So, I ended up trying all the solvers in NLOpt.jl, then various robust solvers in Optimization.jl, and none of them work reliably (more than 90% of the random tests). Then I remembered that from the setup of this problem, it is “almost separable”, that is, coordinate j mostly affects the residual j, and end up coding a simple coordinatewise solver:
"""
$(SIGNATURES)
Solve ``f(x) ≈ 0``, using `f!(y, x)` where ``y = f(x)``. Stops at `iter_max` iterations,
when the coordinates move less than `xabs`, or the residuals are below `ytol`.
Uses a coordinate-wise univariate method. For smooth problems, this is likely to be
inferior to almost all solvers under the sun. But for nondifferentiable residuals which
are monotonic in the corresponding input, it can work. As a last resort.
"""
function coordinatewise_solver(f!, x0, lb, ub;
                               iter_max = 100, xabs = √eps(eltype(x0)), ytol = xabs,
                               method = Roots.Brent())

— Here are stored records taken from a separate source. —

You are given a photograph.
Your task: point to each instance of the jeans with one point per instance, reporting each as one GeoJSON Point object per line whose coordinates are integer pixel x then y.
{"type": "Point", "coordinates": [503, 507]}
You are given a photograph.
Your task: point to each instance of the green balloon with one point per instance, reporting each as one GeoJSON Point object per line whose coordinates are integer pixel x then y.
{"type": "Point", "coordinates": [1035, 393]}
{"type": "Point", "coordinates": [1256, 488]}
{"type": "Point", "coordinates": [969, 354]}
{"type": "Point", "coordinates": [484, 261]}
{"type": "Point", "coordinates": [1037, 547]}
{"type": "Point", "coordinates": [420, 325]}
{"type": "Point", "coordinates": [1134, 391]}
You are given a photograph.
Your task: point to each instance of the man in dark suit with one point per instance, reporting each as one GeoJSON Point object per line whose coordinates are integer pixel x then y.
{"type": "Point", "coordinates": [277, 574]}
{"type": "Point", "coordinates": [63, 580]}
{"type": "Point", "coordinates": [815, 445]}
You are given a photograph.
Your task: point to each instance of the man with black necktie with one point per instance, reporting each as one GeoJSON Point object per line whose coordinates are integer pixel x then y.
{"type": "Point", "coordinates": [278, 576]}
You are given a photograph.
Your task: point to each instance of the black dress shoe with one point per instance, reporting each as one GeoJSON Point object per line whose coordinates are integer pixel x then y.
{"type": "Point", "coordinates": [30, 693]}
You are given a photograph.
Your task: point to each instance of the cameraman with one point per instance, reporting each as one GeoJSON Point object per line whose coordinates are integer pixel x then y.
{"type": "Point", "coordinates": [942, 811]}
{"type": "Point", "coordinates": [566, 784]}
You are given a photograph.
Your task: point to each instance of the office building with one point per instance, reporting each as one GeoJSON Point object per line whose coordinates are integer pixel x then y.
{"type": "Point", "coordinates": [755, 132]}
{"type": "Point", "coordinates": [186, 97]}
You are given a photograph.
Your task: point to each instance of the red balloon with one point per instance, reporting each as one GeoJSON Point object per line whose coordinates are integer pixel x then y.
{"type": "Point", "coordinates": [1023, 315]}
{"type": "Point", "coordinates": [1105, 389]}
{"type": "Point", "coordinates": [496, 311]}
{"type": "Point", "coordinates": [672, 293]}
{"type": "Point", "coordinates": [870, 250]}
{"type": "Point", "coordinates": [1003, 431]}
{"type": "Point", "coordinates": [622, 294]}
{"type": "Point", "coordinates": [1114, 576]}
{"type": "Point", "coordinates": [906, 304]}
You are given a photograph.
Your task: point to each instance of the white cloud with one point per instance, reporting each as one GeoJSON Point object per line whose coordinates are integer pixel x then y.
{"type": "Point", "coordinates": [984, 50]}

    x = collect(x0)             # make it a vector
    N = length(x)
    z = similar(x)              # a buffer
    y = similar(x)              # residuals
    Δmin = oftype(xabs, Inf)
    result(status, i) = (; x, y, Δmin, status, iterations = i)
    function f_j(j)
        z .= x
        function(xj)
            z[j] = xj
            f!(y, z)
            y[j]
        end
    end
    for i in 1:iter_max
        Δmin = oftype(xabs, Inf)
        for j in 1:N
            fj = f_j(j)
            if abs(fj(x[j])) > ytol
                # safety depends on Roots not doing threading
                xj = Roots.find_zero(fj, (lb[j], ub[j]))
                Δmin = min(abs(xj - x[j]), Δmin)
                x[j] = xj
            end
        end
        f!(y, x)
        maximum(abs, y) ≤ ytol && return result(:converged, i)
        Δmin ≤ xabs && return result(:small_moves, i)
    end
    result(:iter_max, iter_max)
end
This works 100% of the time. It is also the method I use as a silly strawman when I teach numerical methods in economics, so this is kind of karmic.